Phospholipase C-β (PLC-β) encoded by no receptor potential A (norpA) is an essential enzyme in the canonical phototransduction cascade operating in the visual photoreceptor cells. To verify that visual input was required for the rapid re-entraining effect by social interactions, we used norpA36 mutants, which generally lack ERG responses (Figure 3I), indicating impaired vision in these mutants (Ogueta et al., 2018). We noticed that norpA36 mutants required 2–3 days to be fully re-entrained to the shifted LD cycle (Figures 3A–3C) (Emery et al., 2000). Importantly, these flies exhibited re-entrainment kinetics similar to those of flies in groups I, II, IV, and V (Figures 3A–3C), indicating that visual inputs were essential for accelerating clock re-entrainment in the absence or presence of chemosensory interactions (volatile chemical signals were blocked in groups IV and V). Surprisingly, nropA36 mutants did not re-entrain faster in group II compared with those in group V on day 2, indicating that olfactory cues did not accelerate re-entrainment in the mutants. This unexpected result could be due to almost full re-entrainment of the mutants on day 2, whereas olfactory cues preferentially accelerate re-entrainment on day 2.

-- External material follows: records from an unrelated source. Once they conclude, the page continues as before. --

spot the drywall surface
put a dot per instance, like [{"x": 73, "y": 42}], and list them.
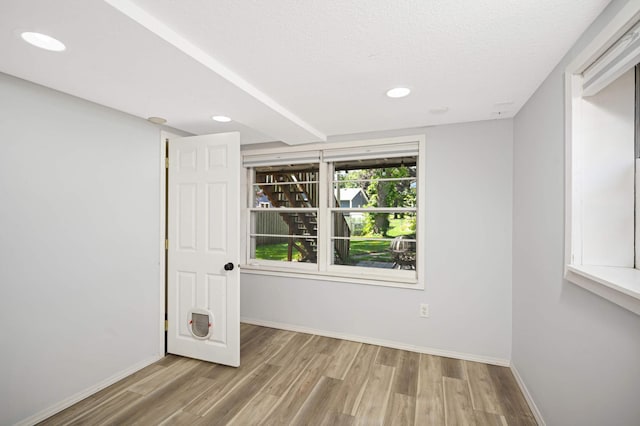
[
  {"x": 79, "y": 258},
  {"x": 468, "y": 260},
  {"x": 576, "y": 353}
]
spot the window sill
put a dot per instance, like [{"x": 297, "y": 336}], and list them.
[
  {"x": 367, "y": 280},
  {"x": 618, "y": 285}
]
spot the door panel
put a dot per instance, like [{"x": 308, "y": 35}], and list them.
[{"x": 204, "y": 234}]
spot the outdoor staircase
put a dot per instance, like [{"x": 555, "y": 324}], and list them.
[{"x": 296, "y": 189}]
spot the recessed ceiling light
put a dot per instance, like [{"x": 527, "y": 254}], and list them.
[
  {"x": 398, "y": 92},
  {"x": 221, "y": 118},
  {"x": 439, "y": 110},
  {"x": 157, "y": 120},
  {"x": 43, "y": 41}
]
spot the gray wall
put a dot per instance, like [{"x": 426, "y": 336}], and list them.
[
  {"x": 468, "y": 260},
  {"x": 79, "y": 257},
  {"x": 578, "y": 354}
]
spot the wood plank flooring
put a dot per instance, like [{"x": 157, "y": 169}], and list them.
[{"x": 289, "y": 378}]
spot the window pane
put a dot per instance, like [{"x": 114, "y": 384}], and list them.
[
  {"x": 378, "y": 240},
  {"x": 286, "y": 186},
  {"x": 372, "y": 184},
  {"x": 284, "y": 236},
  {"x": 285, "y": 249}
]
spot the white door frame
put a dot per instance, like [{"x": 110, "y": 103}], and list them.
[{"x": 164, "y": 135}]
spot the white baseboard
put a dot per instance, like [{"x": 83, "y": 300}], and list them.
[
  {"x": 379, "y": 342},
  {"x": 528, "y": 397},
  {"x": 68, "y": 402}
]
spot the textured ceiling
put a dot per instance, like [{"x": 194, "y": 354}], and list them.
[{"x": 294, "y": 70}]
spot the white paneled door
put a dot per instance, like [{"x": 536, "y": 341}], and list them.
[{"x": 203, "y": 281}]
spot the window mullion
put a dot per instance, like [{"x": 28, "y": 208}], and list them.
[{"x": 324, "y": 230}]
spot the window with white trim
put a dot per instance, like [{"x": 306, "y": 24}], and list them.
[
  {"x": 340, "y": 211},
  {"x": 601, "y": 213}
]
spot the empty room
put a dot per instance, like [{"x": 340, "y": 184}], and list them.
[{"x": 320, "y": 212}]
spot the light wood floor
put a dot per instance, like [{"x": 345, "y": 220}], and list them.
[{"x": 301, "y": 379}]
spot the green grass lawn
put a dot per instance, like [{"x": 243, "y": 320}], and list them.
[{"x": 359, "y": 251}]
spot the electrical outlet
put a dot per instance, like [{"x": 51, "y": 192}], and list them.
[{"x": 424, "y": 310}]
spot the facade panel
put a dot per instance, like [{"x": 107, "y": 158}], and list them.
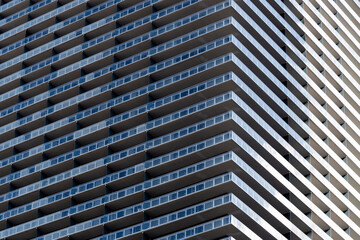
[{"x": 179, "y": 119}]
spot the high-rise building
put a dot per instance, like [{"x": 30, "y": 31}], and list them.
[{"x": 173, "y": 119}]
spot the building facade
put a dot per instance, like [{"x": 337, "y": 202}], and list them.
[{"x": 173, "y": 119}]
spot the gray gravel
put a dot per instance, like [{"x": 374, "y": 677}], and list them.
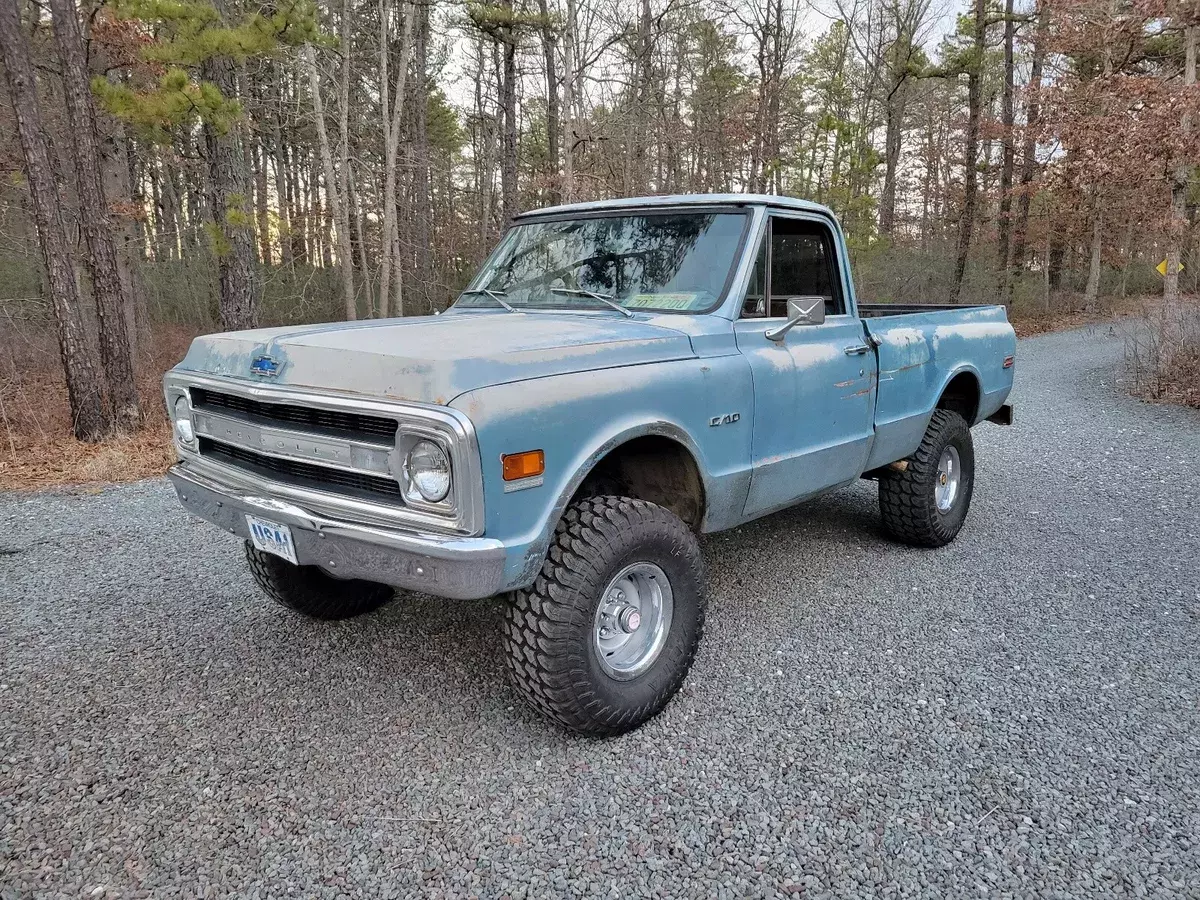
[{"x": 1014, "y": 715}]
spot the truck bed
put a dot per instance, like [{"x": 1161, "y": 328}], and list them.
[
  {"x": 874, "y": 311},
  {"x": 919, "y": 349}
]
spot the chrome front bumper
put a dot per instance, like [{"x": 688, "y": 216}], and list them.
[{"x": 444, "y": 565}]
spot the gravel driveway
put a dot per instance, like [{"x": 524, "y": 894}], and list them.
[{"x": 1017, "y": 714}]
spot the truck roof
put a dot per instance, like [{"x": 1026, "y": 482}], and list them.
[{"x": 682, "y": 199}]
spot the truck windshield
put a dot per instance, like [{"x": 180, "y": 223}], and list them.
[{"x": 677, "y": 262}]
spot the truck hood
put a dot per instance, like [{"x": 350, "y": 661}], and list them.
[{"x": 432, "y": 359}]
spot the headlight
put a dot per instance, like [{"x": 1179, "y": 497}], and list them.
[
  {"x": 184, "y": 430},
  {"x": 427, "y": 473}
]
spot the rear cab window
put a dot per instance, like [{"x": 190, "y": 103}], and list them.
[{"x": 797, "y": 257}]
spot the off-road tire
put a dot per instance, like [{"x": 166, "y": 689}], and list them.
[
  {"x": 310, "y": 591},
  {"x": 907, "y": 498},
  {"x": 547, "y": 628}
]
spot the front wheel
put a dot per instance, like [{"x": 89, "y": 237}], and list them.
[
  {"x": 606, "y": 634},
  {"x": 927, "y": 504}
]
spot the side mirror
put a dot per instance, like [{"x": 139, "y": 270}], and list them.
[{"x": 801, "y": 311}]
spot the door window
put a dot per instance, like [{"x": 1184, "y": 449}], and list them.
[{"x": 801, "y": 262}]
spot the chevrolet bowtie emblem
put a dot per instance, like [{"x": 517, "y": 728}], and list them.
[{"x": 264, "y": 366}]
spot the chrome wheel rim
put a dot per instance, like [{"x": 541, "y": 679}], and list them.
[
  {"x": 949, "y": 475},
  {"x": 633, "y": 621}
]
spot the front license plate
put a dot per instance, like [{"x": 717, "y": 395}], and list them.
[{"x": 271, "y": 538}]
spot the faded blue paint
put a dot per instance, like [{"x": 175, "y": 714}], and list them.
[{"x": 577, "y": 384}]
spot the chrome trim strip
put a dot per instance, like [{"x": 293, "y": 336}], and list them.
[{"x": 450, "y": 426}]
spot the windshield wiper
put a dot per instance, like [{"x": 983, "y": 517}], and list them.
[
  {"x": 497, "y": 295},
  {"x": 603, "y": 298}
]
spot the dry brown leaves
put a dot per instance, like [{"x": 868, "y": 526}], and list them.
[{"x": 36, "y": 448}]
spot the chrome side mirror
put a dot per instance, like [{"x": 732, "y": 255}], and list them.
[{"x": 801, "y": 311}]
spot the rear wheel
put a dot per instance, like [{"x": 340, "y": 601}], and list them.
[
  {"x": 927, "y": 504},
  {"x": 606, "y": 634},
  {"x": 310, "y": 591}
]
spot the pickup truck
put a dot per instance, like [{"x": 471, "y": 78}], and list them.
[{"x": 617, "y": 379}]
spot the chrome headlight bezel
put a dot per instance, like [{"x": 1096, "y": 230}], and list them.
[
  {"x": 412, "y": 480},
  {"x": 179, "y": 412}
]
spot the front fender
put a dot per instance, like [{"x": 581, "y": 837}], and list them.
[{"x": 576, "y": 419}]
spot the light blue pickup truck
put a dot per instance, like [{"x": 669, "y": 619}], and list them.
[{"x": 618, "y": 378}]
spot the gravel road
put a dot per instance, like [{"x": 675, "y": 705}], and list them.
[{"x": 1017, "y": 714}]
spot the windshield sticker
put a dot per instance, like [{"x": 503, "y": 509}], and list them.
[{"x": 664, "y": 301}]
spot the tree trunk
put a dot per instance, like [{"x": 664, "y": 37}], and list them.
[
  {"x": 891, "y": 160},
  {"x": 228, "y": 204},
  {"x": 971, "y": 151},
  {"x": 1180, "y": 183},
  {"x": 282, "y": 186},
  {"x": 1032, "y": 118},
  {"x": 1092, "y": 292},
  {"x": 423, "y": 211},
  {"x": 391, "y": 149},
  {"x": 549, "y": 49},
  {"x": 335, "y": 204},
  {"x": 88, "y": 414},
  {"x": 1008, "y": 159},
  {"x": 569, "y": 34},
  {"x": 96, "y": 223},
  {"x": 359, "y": 223},
  {"x": 262, "y": 213},
  {"x": 509, "y": 111}
]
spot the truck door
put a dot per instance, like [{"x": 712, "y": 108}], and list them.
[{"x": 814, "y": 391}]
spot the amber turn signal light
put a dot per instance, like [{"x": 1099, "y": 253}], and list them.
[{"x": 523, "y": 465}]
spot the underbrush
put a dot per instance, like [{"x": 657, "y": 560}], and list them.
[
  {"x": 1163, "y": 354},
  {"x": 36, "y": 448}
]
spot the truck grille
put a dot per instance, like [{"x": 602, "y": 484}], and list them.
[
  {"x": 303, "y": 474},
  {"x": 321, "y": 421}
]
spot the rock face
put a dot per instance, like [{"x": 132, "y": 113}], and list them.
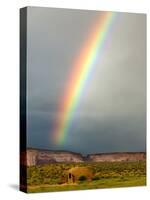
[
  {"x": 35, "y": 157},
  {"x": 38, "y": 156},
  {"x": 113, "y": 157}
]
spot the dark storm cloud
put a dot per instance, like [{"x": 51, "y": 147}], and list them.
[{"x": 111, "y": 115}]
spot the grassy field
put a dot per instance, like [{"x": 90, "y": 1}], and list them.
[{"x": 50, "y": 177}]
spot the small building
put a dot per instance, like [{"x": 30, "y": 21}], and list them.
[{"x": 79, "y": 173}]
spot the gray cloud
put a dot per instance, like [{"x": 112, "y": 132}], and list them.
[{"x": 111, "y": 115}]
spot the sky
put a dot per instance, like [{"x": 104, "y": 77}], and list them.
[{"x": 111, "y": 114}]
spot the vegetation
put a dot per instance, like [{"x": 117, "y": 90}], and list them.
[{"x": 53, "y": 177}]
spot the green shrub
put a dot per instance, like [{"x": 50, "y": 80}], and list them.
[{"x": 95, "y": 178}]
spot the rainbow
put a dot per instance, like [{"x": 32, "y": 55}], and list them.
[{"x": 81, "y": 70}]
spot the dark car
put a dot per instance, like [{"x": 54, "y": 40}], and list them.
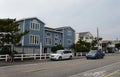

Our data have shown that olfactory inputs contribute to the fast re-entrainment of jetc mutants and visual cues may also be involved. Moreover, we noticed that blocking chemosensory communications (group V) delayed re-entrainment of flies compared with those in group II on day 2, but no effects were observed on day 1 (Figures 2A, 2B, and 2D), indicating that visual inputs may contribute to fast re-entrainment on day 1. Thus, we crossed jetc and norpA36 mutants and found that the norpA36;jetc double mutants did not exhibit accelerated re-entrainment in group II compared with group I (Figures 3D–3F) on day 1, indicating that visual cues are indeed essential for fast re-entrainment. Moreover, the fast re-entrainment on day 2 for the double mutants in group II was abolished by blocking volatile chemical signals in group V, confirming that olfactory cues contribute to fast re-entrainment on day 2 (Figures 3D–3F). Moreover, we bred norpA36;Or83b1/Or83b2 double mutants lacking both visual and olfactory signaling and found that the slow re-entrainment deficits of the mutants could not be rescued by promoting social interactions (Figures 3G and 3H). These results also confirmed our conclusion that touch does not significantly contribute to social entrainment. Unexpectedly, these flies re-entrained slower than norpA36 mutants in groups IV and V (for example, norpA36;Or83b1/Or83b2, group II on day 1, 2.5 ± 0.05 h; norpA36, group V on day 1, 3.4 ± 0.07 h). The reason for this slow entrainment is unclear, and interactions between different sensory cues and clock entrainment require further investigation. Taken together, these results demonstrate that both olfactory and visual inputs contribute to fast re-entrainment.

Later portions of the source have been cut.